Researchers at the University of York, in collaboration with NHS clinicians, followed the treatment of 335 people with mantle cell lymphoma (MCL) in hospitals across Yorkshire and Humberside between 2004 and 2015. Survival times for newly diagnosed patients increased from two years to three and a half years over the period.
MCL is diagnosed in around 500 people each year in the UK. Although rare, MCL is an aggressive lymphoma that often needs to be treated immediately.
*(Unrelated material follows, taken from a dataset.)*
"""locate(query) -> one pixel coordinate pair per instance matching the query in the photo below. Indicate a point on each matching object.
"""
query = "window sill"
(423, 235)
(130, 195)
It is typically a cancer of older people, who cannot tolerate aggressive treatment, which typically results in them receiving a milder form of chemotherapy.
The study confirmed that improvements in survival times followed the addition of rituximab, an antibody drug that uses the patient’s immune system to attack cancer cells.
Russell Patmore, Honorary Visiting Professor at the University’s Department of Health Sciences, said: “While the outlook for people with mantle cell lymphoma is still relatively poor compared to other types of lymphoma, our study has shown that the introduction of new therapies has improved survival times.
“We have shown the importance of monitoring the impact of treatment changes to see if they are making a difference, especially in rarer forms of cancer where it is difficult to conduct large-scale clinical trials.”
Almost all patients with MCL relapse and require further treatment. Until recently, there were few treatment options available other than further intensive chemotherapy, which was often not effective, with severe side effects.
Researchers found that the introduction of new treatments, including the chemotherapy drug bendamustine, as well as the targeted, non-chemotherapy drug ibrutinib, has significantly improved the survival of people who relapsed after previous chemotherapy.
Ibrutinib works by targeting and switching off a protein linked to the growth and movement of mantle cell lymphoma cancer cells. Bendamustine works by interfering with DNA in cancer cells, preventing them from multiplying.
Survival times increased from eight months in patients who relapsed in the years 2004-11 to 17 months in those who relapsed in 2012-15. The number of patients over 70 years old who survive for a year or more after relapse has nearly doubled since 2004 – suggesting that the introduction of new targeted drugs are benefitting older patients who are unable to undergo intensive treatment.